# Retrieval Pipeline

## News Download and Extraction
First, we need to obtain CCNews data and extract articles from the WARC files with HTML. For this, we use news-please.
```git clone XXXX```

Specifically, we use news-please/news_please/examples/commoncrawl.py. Here, we edit this file to filter to the list of ~150 domains provided in domains.txt as by default CCNews has 10k+ domains. This list was created using Claude by providing it a seed list of important domains and then asking it to filter the full list of domains. 

To launch the above news extraction on XXXX-11 XXXX-12, we use ```jobs_news.py``` which calls ```launch_news_crawl_job.sh```. This streams warcs in a random-seeming order from the common crawl bucket, with a file (```fast/XXXX-4/forecasting/news/filtered_cc_warc/fullyextractedwarcs.list```) tracking previously extracted warcs (in case of resume) and also the date, domain filters being sequentially checked for each streamed warc before extracting it. The warc extraction can become a bottleneck, so while it may be tempting to increase number of extraction processes in ```jobs_news.py``` to a large number (like 96), this leads to the job hanging unexplicably. So I stuck to num_extractors=1 which is slow but reliable. 

This outputs each article in a separate json file in the directory specified by download_dir_article which was set to ```fast/XXXX-4/forecasting/news/filtered_cc_articles```. The large number of files can soon lead to XXXX-12 file quota limits. Since SQLite, LMDB don't work on XXXX-12 due to Lustre/NFS and not supporting flock (file locking mechanism), we simply combine articles from a single domain into a single jsonl file using ```to_jsonl.py``` launched using ```src/scripts/launch_jsonl_conversion.py```, which were saved at ```fast/XXXX-4/forecasting/news/filtered_cc_articles/jsonl/```. For continuing download from the same domains, make sure to remove the ```processed_dirs.txt``` file in the jsonl directory before launching the job again. Many downstream search/retrieval indexers work with json anyway so this is not too bad. Potential alternatives (not tried yet) are Parquet or Arrow (column query/filtering).

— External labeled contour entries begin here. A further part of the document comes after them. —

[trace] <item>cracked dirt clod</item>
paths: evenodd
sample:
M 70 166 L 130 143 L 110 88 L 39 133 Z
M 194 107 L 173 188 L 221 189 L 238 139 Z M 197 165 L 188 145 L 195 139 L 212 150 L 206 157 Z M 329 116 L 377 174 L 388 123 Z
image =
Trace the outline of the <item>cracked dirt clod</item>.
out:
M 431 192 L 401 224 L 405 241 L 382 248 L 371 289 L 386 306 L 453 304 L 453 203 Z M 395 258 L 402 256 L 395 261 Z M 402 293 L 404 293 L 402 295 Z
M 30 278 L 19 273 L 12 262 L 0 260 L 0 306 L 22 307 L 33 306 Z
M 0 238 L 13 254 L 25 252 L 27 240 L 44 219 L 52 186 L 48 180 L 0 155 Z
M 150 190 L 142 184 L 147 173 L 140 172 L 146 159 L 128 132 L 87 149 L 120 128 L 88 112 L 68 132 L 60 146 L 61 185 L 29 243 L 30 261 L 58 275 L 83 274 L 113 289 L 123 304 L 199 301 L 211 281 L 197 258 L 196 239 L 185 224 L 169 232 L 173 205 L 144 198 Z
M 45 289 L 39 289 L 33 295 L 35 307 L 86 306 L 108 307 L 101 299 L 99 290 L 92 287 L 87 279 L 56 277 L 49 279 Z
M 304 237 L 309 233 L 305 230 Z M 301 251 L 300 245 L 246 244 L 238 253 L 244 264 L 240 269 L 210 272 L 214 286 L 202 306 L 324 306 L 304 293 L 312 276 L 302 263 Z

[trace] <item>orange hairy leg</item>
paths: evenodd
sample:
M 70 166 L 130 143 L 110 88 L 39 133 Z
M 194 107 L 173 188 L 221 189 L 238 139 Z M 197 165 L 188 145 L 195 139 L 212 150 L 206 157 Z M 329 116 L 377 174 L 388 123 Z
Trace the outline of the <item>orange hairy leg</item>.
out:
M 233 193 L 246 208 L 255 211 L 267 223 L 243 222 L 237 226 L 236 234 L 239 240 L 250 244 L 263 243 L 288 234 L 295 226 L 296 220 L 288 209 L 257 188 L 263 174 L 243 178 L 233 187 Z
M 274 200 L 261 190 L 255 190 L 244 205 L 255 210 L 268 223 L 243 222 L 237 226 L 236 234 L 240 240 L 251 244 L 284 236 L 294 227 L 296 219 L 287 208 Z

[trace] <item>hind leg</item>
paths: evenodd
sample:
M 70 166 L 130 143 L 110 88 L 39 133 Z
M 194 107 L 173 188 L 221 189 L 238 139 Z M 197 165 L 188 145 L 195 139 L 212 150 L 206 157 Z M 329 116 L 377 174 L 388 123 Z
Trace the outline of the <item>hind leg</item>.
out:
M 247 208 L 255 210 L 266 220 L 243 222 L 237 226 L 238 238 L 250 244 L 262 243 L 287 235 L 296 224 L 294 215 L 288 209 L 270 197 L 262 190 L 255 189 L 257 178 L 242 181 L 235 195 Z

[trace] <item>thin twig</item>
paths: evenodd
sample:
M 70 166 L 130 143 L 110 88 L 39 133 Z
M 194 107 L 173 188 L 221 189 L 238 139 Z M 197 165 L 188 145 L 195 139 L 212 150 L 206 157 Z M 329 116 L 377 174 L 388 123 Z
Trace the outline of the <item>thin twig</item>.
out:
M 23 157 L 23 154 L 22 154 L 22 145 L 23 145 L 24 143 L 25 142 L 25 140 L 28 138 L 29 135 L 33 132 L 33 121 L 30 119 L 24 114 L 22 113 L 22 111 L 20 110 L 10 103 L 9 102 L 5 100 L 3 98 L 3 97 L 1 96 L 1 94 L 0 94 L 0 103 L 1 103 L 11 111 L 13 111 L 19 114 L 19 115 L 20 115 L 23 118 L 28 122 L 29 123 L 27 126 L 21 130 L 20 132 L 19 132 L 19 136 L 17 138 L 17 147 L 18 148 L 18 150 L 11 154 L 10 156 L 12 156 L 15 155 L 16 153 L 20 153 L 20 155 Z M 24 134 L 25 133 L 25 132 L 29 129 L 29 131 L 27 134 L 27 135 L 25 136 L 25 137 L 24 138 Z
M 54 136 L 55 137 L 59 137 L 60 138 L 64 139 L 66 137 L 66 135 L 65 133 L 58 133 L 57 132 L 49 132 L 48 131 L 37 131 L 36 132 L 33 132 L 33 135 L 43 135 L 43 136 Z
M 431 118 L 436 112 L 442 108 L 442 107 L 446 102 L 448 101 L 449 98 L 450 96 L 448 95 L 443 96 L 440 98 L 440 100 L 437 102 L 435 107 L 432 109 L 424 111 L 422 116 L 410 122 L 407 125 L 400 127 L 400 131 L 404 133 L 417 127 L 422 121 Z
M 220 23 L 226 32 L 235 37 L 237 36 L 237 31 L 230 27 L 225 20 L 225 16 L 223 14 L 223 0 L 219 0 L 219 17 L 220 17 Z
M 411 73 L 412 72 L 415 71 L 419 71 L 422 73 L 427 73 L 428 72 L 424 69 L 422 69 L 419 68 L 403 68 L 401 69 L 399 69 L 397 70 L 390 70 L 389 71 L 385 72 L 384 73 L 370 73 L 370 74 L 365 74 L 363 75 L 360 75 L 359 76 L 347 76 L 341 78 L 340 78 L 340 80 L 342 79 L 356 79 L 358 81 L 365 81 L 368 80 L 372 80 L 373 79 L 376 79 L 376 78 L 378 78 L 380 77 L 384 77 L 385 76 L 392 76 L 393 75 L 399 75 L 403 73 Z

We stopped at 27M+ articles in 150+ domains, totalling 150GB+ of data. The extractor is technically going month by month to find relevant warcs, but for some reason some later warcs get downloaded earlier too. That's why in first complete run (27M articles) we saw many articles from [2017, 2021], and much lesser articles in 2022-2025. 2016 2nd half is when CCNews starts, and it has much fewer articles. This variance in number of retrieved articles can be a confounder in model performance "dropping for more recent questions even with retrieval" as shown in the Are LLMs Prescient paper if they stopped earlier (they had an arbitrary-ish 1.6M articles which seemed a bit too less for their chosen 4 domains). I have now re-launched pipeline by hardcoding start date as 2021-03-01 in examples/commoncrawl.py. [TODO: remove this later]

## News Processing
For BM25, tokenization is important. It is currently done using ```src/tokenize_for_rag.py``` launched using ```src/launch_tokenize_for_rag.py``` which calls ```src/launch_tokenize_for_rag_job.sh```. This adds a "tokenized_news" column to the old json structure, stores jsonl files in ```fast/XXXX-4/forecasting/news/tokenized_data/``` and deletes the original jsonls.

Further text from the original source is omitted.